Posted by G-W | Report as abusive


Chinese helping the Taliban means “Vietnam War” all over again for USA. That will definitely change everything.


Posted by Jeff | Report as abusive

US_ NATO will never win the war as long as afghan neighbor did not want it happend. the are so many neighbour of afgan: rusia, china, iran, india, which of those country trully taliban defeated.
they security will be better as long as NATO and US tide up in afghan war.
Its your war, its the right of pakistan to choice what is good for his country.
Afghan is pakistan traditional ally, now and for the future, get involved in NATO_US war is not a good choice for pakistan.
Let the supply route open was a maximum support pakistan can give if they want, other wise the supply will stop again. invasion nto pakistan? do not think it, you can not afford it, because collonialism have dead and burried 65 years ago, and world will not let the zomby wake up again.

Posted by anto | Report as abusive

The Pashtoons do not need help from chinese.
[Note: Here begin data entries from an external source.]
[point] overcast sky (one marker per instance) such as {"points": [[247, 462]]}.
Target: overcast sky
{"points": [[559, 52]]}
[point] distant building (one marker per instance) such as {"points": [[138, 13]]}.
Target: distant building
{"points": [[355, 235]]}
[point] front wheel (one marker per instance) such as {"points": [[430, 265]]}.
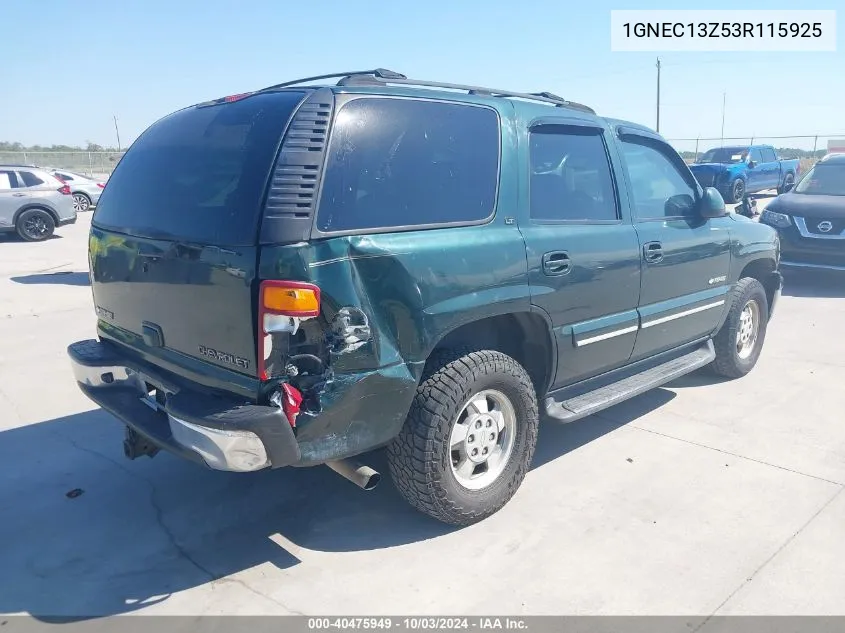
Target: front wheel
{"points": [[35, 225], [740, 340], [469, 437], [81, 202]]}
The chinese made klashnikovs are more accurate than the home made and are a great help for them. But the Americans do need chinese to solve their dispute with the North Koreans and the Iranians. The Americans would welcome help from any one to get them out of the current mess that they got into; even NATO countries have not beem of a great help. Few soldiers here and few somewhere in the north, Brits are the real pals ready to die with their Nepalese Gorkhas. Am I being unfair, then please tell us about the war the Americans have ever won on their own??
Rex Minor

Posted by rex Minor | Report as abusive

sure US can not endure peolong war in afghan. so it does not make sense if it will take deeper war in afghan. war with pakistan will danger 150.000 NATO troops in afghan. Pakistan will stay in his position now, will not involve directly in afghan war.
o, for west only peace will safe their ugly face from defeated in afghanistan. Netherland allready hands of from battle ground. France will bussy with it problem at home. British the strong ally now face difficult financial pobleem. FED now busssy with printing dollar which now sharply devaluated. gold vallue of dollar only half compare to its vallue 2 years ago. so what ??
west failed to recollonised afghan.
Obama will come to indonesia in november, i advice him to meet Yusuf Kalla, he have experience in bringing peace in aceh. as a muslim leader he can help you get out of afghan without loosing face.